A thing may be useful more or less in itself. It is grounded in reality that we find whether or not something can actually meet the ends that we seek. In this sense, economic value is firmly grounded in reality. It is fundamentally extra-mental. However, the natural powers of a thing as intrinsic to it are not sufficient to a complete understanding of economic value, for there are many things will many powers to greater and lesser degrees that are of no economic value. Moreover, we seek that some things which have intrinsic usefulness where at one time considered worthless, but now are of great value.

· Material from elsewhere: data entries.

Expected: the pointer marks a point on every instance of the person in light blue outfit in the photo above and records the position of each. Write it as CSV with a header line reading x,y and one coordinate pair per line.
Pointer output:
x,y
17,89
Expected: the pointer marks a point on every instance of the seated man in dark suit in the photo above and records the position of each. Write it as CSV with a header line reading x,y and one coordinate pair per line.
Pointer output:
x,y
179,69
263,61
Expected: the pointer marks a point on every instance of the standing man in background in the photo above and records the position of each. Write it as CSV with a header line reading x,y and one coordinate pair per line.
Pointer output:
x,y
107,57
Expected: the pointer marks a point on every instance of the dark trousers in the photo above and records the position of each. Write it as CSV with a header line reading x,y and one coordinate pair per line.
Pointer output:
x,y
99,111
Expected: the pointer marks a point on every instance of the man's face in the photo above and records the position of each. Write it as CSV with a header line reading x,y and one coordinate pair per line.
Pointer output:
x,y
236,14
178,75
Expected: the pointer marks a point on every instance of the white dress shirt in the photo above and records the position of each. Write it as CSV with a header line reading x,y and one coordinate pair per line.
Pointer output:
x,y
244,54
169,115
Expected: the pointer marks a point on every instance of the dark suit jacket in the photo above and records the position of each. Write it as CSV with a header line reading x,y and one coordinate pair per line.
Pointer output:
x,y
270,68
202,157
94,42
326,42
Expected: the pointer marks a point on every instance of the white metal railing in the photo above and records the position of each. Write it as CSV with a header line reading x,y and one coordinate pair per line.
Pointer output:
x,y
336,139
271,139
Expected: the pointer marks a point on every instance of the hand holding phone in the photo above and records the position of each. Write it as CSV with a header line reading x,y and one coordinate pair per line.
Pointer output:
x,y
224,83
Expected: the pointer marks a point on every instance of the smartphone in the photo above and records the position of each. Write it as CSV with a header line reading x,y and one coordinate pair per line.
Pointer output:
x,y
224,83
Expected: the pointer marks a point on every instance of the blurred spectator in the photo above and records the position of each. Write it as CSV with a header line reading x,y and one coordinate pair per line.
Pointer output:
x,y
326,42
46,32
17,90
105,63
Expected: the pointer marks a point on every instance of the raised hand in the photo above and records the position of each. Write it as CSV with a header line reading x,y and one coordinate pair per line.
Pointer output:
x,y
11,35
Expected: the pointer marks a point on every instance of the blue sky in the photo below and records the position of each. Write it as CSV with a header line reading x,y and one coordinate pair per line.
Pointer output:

Uranium has the power to produce great energy when properly arranged with other materials and is thus highly valued, but this was only so after the 20th century where such energy was highly sought and methods to obtain it had been developed.
It is then apparent that economic value finds its grounding in the real intrinsic powers that a thing possesses. However, value formally and actually does not arise in the extra-mental but in the mental, formally as it is a measure of desire which is mental and actually as we have seen from above that if it is not useful to man it is not actually valuable.